Do we need a reorientation for the innovation imaginary?
This is a guest post from Robert Braun, Johannes Starkbaum and Anna Gerhardus of the Institute for Advanced Studies, Vienna, Austria, and the RiConfigure EU research project (Grant agreement No.: 788047).
Public sector innovation is widely seen as a key for ‘doing things better’. However, innovation per se will not necessarily lead to ‘the better’ nor define what ‘the better’ actually is. Just as the novel OECD Declaration on Public Sector Innovation suggests , we believe that new partnerships and the involvement of new voices are necessary in order to actually do better, as they bring voices from civil society into innovation. A past story on Coke innovation shows why this is important.

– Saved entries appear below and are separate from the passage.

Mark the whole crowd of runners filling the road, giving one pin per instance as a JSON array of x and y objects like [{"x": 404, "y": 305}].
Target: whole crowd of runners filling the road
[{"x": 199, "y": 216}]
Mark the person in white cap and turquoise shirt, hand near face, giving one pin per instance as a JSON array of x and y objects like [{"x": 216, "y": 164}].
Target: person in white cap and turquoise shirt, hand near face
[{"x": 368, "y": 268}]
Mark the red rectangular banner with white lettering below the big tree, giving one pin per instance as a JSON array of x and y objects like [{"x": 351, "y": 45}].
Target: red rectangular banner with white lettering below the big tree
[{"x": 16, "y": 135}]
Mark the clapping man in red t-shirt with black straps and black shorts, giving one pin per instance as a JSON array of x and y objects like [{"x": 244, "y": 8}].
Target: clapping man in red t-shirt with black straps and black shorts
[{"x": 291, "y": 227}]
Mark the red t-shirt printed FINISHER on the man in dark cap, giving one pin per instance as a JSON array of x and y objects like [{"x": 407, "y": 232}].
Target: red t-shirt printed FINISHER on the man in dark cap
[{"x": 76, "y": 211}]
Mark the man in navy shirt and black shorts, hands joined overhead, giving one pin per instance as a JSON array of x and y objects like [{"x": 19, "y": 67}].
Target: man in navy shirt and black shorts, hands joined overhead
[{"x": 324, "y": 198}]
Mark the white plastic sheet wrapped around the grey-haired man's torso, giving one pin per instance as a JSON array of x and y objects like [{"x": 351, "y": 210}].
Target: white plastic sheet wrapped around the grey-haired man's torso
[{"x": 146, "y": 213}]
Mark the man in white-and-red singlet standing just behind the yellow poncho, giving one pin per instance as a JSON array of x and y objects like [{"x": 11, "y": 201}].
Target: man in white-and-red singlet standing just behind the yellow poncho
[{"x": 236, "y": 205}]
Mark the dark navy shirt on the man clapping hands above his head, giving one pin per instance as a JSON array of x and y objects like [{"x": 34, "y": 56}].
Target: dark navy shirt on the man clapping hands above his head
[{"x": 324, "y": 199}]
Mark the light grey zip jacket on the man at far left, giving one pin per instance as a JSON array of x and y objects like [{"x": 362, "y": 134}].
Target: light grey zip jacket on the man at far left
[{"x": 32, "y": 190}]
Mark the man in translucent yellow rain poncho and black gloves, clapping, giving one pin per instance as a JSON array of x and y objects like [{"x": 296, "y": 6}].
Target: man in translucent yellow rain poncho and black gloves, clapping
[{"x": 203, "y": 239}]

One of the most well-known cases of business innovation failure was the introduction of a new taste in Coca-Cola in 1985. The business case was simple: the Coca-Cola Company’s share lead over its main competitor, in its main market, with its main product, had been slowly decreasing for 15 consecutive years. Innovation and renewal was seen as key at the company, so the secret formula of the Coca-Cola was changed, adopting a formula preferred in taste tests of several hundred thousand of consumers. What these tests did not actually show, as they focused the taste-experience solely, was the connection consumers felt with the original brand and product. By June 1985, The Coca-Cola Company was getting 1,500 calls a day on its consumer hotline. When the taste change was announced, some consumers panicked and filled up their basements with Coke. Suddenly everyone was talking about Coca-Cola, and not in a good way, realizing what an important role it played in his or her life. Funny as it seems looking back, had Coca-Cola known the concept of Quadruple Helix Innovation things may have played out differently.

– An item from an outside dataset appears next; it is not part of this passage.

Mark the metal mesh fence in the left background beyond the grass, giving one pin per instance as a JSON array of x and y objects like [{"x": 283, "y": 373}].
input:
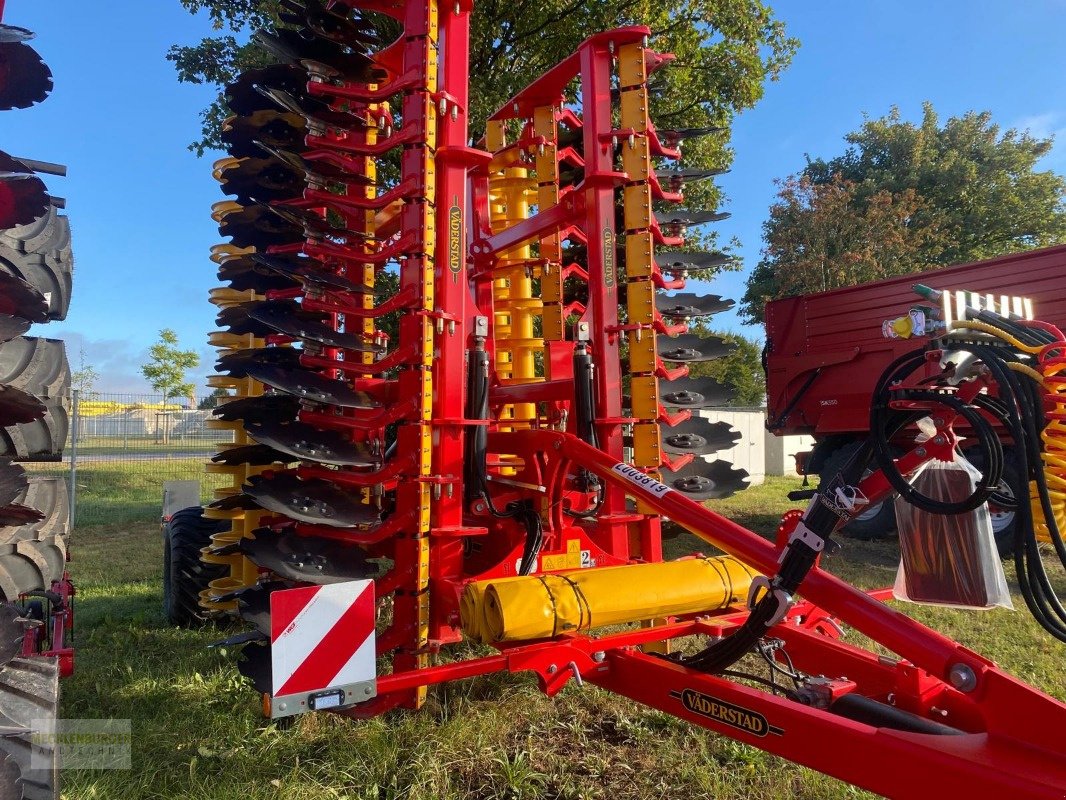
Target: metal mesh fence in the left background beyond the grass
[{"x": 121, "y": 450}]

Quadruple Helix Innovation claims to involve civil society, or the public at large, into the innovation process. The aim is to open up the linear thinking of innovators and also bring aspects of social embeddedness to the fore. Quadruple Helix Innovation models complement the three ’traditional’ Helices of innovation actors, industry, research and public policy, with those of civil society or cultural actors representing societal stakes in the innovation process. While the Coke example may not be a traditional case of Triple Helix Innovation it points to the need of opening up traditional top-down, marketing and business focused innovation constellations even understanding such mundane innovation as bringing a new Coke to the market.
The RiConfigure project investigates versatile research ecosystems and aims at experimenting with new research and innovation constellations. These innovation setups assist changing traditional knowledge hierarchies, institutional collaborational practices and modes of governance, as well as fostering the inclusion of civil society to better embed innovation in society. Quadruple Helix Innovations create innovation through interactive processes in which different groups of actors contribute with their knowledge due to their function in society. Such collaborations formalise the role of civil society and this creates a more transparent innovation process based on the principles of responsible research and innovation. In addition they could be more adapted to the needs of the twenty-first century, as knowledge is increasingly created in cross-sectoral collaborations and is not limited to one field of knowledge. More perspectives are therefore needed to understand the present unfolding innovation process through a different lens. Innovation processes thereby become more open through the belief that different stakeholders in society jointly and actively are part of creating new ways of innovating.
We look at four different cases across Europe: an open innovation platform being built by the publicly owned Austrian railways complementing their Open Innovation Lab; a local civil association initiated research hub of multiple actors in Roskilde, Denmark; an industry focused sustainable water and energy project experiment inviting actors from all the four Helices in the Netherlands; and a research institute lead project that aims at changing traditional hierarchies in Germany. All of them struggle with challenges of governance and, mainly, how these new set of actors may work together and whether civil society (or the public at large through some form of organizational structure) can become a meaningful cooperative actor in innovation endeavors.
Our first wave of empirical research shows that aligning the interests of stakeholders that represent social needs requires a change in the end-goal of the innovation collaboration, also in public sector innovation. While we currently observe an economic drive of innovation across various examples, we claim that the ‘mission’ should be as much social as it is business. We may call this a reorientation of the innovation imaginary. Instead of focusing on new products and services as market drivers, we may realign our innovation thinking to address social needs. This may be a game changer: innovation is a driver of our societies, as much as it is a driver of a neo-liberal understanding of society. Marketisation of everything is the mantra of critics of such societies.
Innovating with, by and for the people through Quadruple Helix Innovation may bring the much-needed change in our thinking to address the main challenges of the day, no matter if we speak of a large corporation or a government as the main driver. Whether such an innovation constellation would also work for Coke is yet to be seen. It definitely helps to align public sector innovation with the needs of citizens – the ones that public sector innovation is all about.